This adds functional tests for the USDT tracepoints added in #22006 and #22902. This partially fixes #23296. The tests are probably skipped on most systems as these tests require:
- a Linux system with a kernel that supports BPF (and available kernel headers)
- that Bitcoin Core is compiled with tracepoints for USDT support (default when compiled with depends)
- bcc installed
- the tests are run with a privileged user that is able to e.g. do BPF syscalls and load BPF maps
The tests are not yet run in our CI as the CirrusCI containers lack the required permissions (see #23296 (comment)). Running the tests in a VM in the CI could work, but I haven’t experimented with this yet. The priority was to get the actual tests done first to ensure the tracepoints work as intended for the v23.0 release. Running the tracepoint tests in the CI is planned as the next step to finish #23296.
The tests can, however, be run against e.g. release candidates by hand. Additionally, they provide a starting point for tests for future tracepoints. PRs adding new tracepoint should include tests. This makes reviewing these PRs easier.
The tests require privileges to execute BPF sycalls (CAP_SYS_ADMIN
before Linux kernel 5.8 and CAP_BPF
and CAP_PERFMON
on 5.8+) and permissions to /sys/kernel/debug/tracing/
. It’s currently recommended to run the tests in a virtual machine (or on a VPS) where it’s sensible to use the root
user to gain these privileges. Never run python scripts you haven’t carefully reviewed with root
permissions! It’s unclear if a non-root user can even gain the required privileges. This needs more experimenting.
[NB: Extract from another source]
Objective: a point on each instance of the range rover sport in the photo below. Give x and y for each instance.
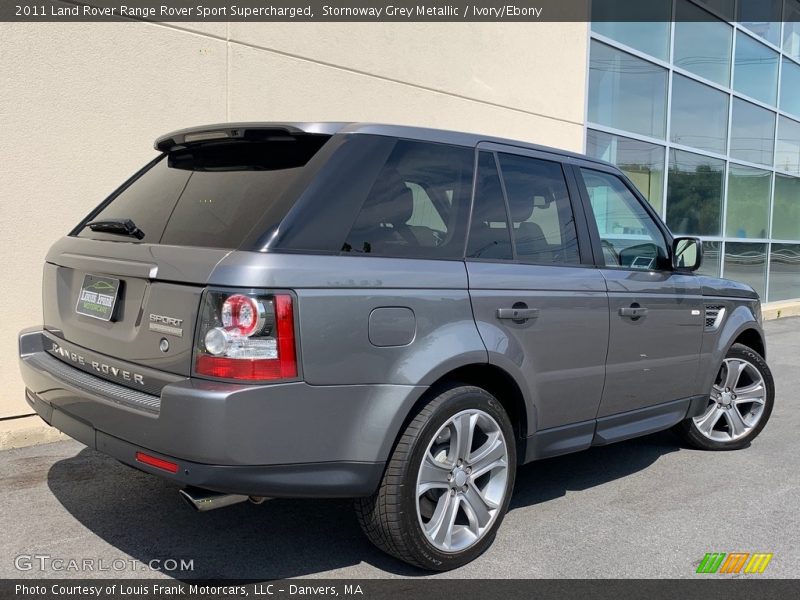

The goal here is to test the tracepoint interface to make sure the documented interface does not break by accident. The tracepoints expose implementation details. This means we also need to rely on implementation details of Bitcoin Core in these functional tests to trigger the tracepoints. An example is the test of the utxocache:flush
tracepoint: On Bitcoin Core shutdown, the UTXO cache is flushed twice. The corresponding tracepoint test expects two flushes, too - if not, the test fails. Changing implementation details could cause these tests to fail and the tracepoint API to break. However, we purposefully treat the tracepoints only as semi-stable. The tracepoints should not block refactors or changes to other internals.